登录查看更多内容

Move Faster your ML Pipeline

Lakshminarasimhan S.

~1 Billion Impressions | StoryListener | Polymath | PoliticalCritique | Agentic RAG Architect | Strategic Leadership | R&D

发布日期: 2022年2月7日

Machine Learning Pipelines

Machine learning pipelines consist of multiple sequential steps that do everything from data extraction and preprocessing to model training and deployment. ... It encapsulates all the learned best practices of producing a machine learning model for the organization's use-case and allows the team to execute at scale.

Overview of Ploomber

Ploomber is a framework for faster data pipelines; it integrates with Jupyter but you can use it with any other editor.

With Ploomber, you can develop maintainable, collaborative, and production-ready pipelines from day one.

Ploomber helps you build modular pipelines. A pipeline (or?DAG) is a group of tasks with a particular execution order, where subsequent (or?downstream?tasks) use previous (or?upstream) tasks as inputs.

A short video ( 6 min) will help you to understand ploomber.
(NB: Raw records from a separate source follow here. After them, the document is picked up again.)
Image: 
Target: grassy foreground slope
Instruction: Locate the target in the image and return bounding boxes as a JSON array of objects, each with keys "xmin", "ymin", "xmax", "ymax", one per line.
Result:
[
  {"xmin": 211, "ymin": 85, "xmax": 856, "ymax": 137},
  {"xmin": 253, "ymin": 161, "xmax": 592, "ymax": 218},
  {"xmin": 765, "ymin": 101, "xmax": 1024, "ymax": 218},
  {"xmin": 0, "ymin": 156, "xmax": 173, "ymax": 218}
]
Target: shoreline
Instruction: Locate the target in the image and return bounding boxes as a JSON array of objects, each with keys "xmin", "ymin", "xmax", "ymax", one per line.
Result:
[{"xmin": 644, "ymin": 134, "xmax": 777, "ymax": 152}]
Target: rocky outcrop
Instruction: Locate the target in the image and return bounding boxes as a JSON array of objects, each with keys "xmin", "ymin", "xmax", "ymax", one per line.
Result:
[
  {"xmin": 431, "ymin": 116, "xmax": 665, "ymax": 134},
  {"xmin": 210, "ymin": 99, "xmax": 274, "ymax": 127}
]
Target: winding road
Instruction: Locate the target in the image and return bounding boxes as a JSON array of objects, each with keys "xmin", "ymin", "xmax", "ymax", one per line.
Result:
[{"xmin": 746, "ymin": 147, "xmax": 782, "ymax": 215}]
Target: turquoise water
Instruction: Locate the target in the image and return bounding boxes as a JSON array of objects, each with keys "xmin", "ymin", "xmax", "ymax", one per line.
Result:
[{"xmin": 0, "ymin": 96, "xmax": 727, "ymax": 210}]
Ploomber supports three types of tasks

Python functions (also known as callables)
Python scripts/notebooks (and their R equivalents)
SQL scripts

Ploomber allows you to quickly turn a collection of scripts, notebooks, or functions into a data pipeline by following three conventions:

Each task is a function, script or notebook.
Tasks declare their dependencies using an?upstream?variable.
Tasks declare their outputs using a?product?variable.

Configuring Pipeline

This example pipeline contains three tasks,?1-get.py,?2-clean.py, and?3-plot.py;?

We mention them in a?pipeline.yaml?file:

# Content of pipeline.yaml
tasks:
   # source is the code you want to execute (.ipynb also supported)
  - source: 1-get.py
    # products are task's outputs
    product:
      # scripts generate executed notebooks as outputs
      nb: output/1-get.ipynb
      # you can define as many outputs as you want
      data: output/data.csv

  - source: 2-clean.py
    product:
      nb: output/2-clean.ipynb
      data: output/clean.csv

  - source: 3-plot.py
    product:
      nb: output/3-plot.ipynbl

Refer to the API Reference for the pipeline.yaml ( full text)

Ploomber supports Python scripts, Python functions, Jupyter notebooks, R scripts, and SQL scripts.

Ploomber understands the pipeline structure from your code. The sequence number mentioned in the yaml is just for info. You can ignore mentioning the sequence.

Actually, we need to mention in the 2nd source file, 2-clean.py, what is the previous step as given in the below example, against the upstream.

For example, to clean the data, we must get it first; hence, we declare the following in?2-clean.py:

# 2-clean.py

# this tells Ploomber to execute the '1-get' task before '2-clean'
upstream = ['1-get']

Upstream and downstream are the assignment links to the chain of steps to be performed on the data pipeline.

To run the pipeline

ploomber build

To run the pipeline in debug mode

ploomber build --debug

When executing your pipeline, Ploomber injects a new cell?into each script/notebook, with new?product?and?upstream?variables that replace the original ones by extracting information from the?pipeline.yaml.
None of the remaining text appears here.